A Feature Selection Methodology for Steganalysis
Yoan Miche, Patrick Bas, Amaury Lendasse, Christian Jutten and Olli Simula
TRAITEMENT DU SIGNAL
Steganography has been known and used for a very long time, as a way to exchange information in an unnoticeable manner between parties, by embedding it in another, apparently innocuous, document. Nowadays steganographic techniques are mostly used on digital content. The online newspaper Wired News, reported in one of its articles  on steganography that several steganographic contents have been found on web sites with very large image database such as eBay. Niels Provos  has somewhat refuted these ideas by analyzing and classifying two million images from eBay and one million from USENet network and not finding any steganographic content embedded in these images. This could be due to many reasons, such as very low payloads, making the steganographic images very robust and secure to steganalysis,
The security of a steganographic scheme has been defined theoretically by Cachin in  but this definition is very seldomly usable in practice. It requires to evaluate distributions and measure the Kullback-Leibler divergence between them.

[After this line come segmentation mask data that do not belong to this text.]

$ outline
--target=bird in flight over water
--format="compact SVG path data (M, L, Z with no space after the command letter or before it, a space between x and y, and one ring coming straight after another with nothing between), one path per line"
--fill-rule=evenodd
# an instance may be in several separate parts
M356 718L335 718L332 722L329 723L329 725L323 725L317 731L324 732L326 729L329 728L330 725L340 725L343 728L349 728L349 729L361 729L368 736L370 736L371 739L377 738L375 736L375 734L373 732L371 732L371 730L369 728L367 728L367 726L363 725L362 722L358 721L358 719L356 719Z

In practice, steganalysis is used as a way to evaluate the security of a steganographic scheme empirically: it aims at detecting whether a medium has been tampered with - but not to detect what is in the medium or how it has been embedded. By the use of features, one can get some relevant characteristics of the considered medium, and assess, by the use of machine learning tools, usually, whether the medium is genuine or not, This is only one way to perform steganalysis, but it remains the most common.
One of the main issues with this scheme is that people tend to use more and more features extracted from the media (we consider only JPEG images in this article) in order to increase the performances of detection of modified images. This number of features corresponds to the dimensionality of the space in which are performed machine learning processes (typically, training of a classifier). This usually leads to very high dimensional spaces for which many problems arise (in comparison to low dimensional spaces): mainly, the required number of images to have an appropriate filling of the space in which the classifier is trained, is never reached. This filling is required for the classifier to train on properly distributed data among the feature space. Also, when the number of features is too high, interpretation of the most relevant features becomes very difficult if not to say impossible.
In this article, some of the problems encountered because of the high dimensionality of the problem usually met in steganalysis, are presented, along with possible solutions.
To the problem of the required number of images for filling the space, is proposed an evaluation of a sufficient number of images: a bootstrap algorithm is used to estimate the variance of the classifier's results for different amounts of images. Once the variance is low enough to have accurate results, the number of images required for that number of features is attained.
With this sufficient number of images, feature selection is then performed, with a forward algorithm, in an attempt to decrease the dimensionality and also to gain interpretability over which features have been reacting the most. Hence, a knowledge of the steganographic's scheme can be inferred and its scheme could be modified accordingly to improve its security.
These ideas are combined in a methodology, which is tested on 6 different steganographic algorithms, for different sizes of the embedded information. The result is an estimation of the sufficient number of images for obtaining results with low enough variance. Selected sets of features also enable to keep the same performances (within the small variance range) while providing insights on the weaknesses of each algorithm. These weaknesses are analyzed separately for each algorithm.
In conclusion, the proposed methodology enabled to estimate the variance of typically given results for steganalysis, along with added interpretability. The proposed reduced sets of features have also made it possible to keep the same performances as for the full set.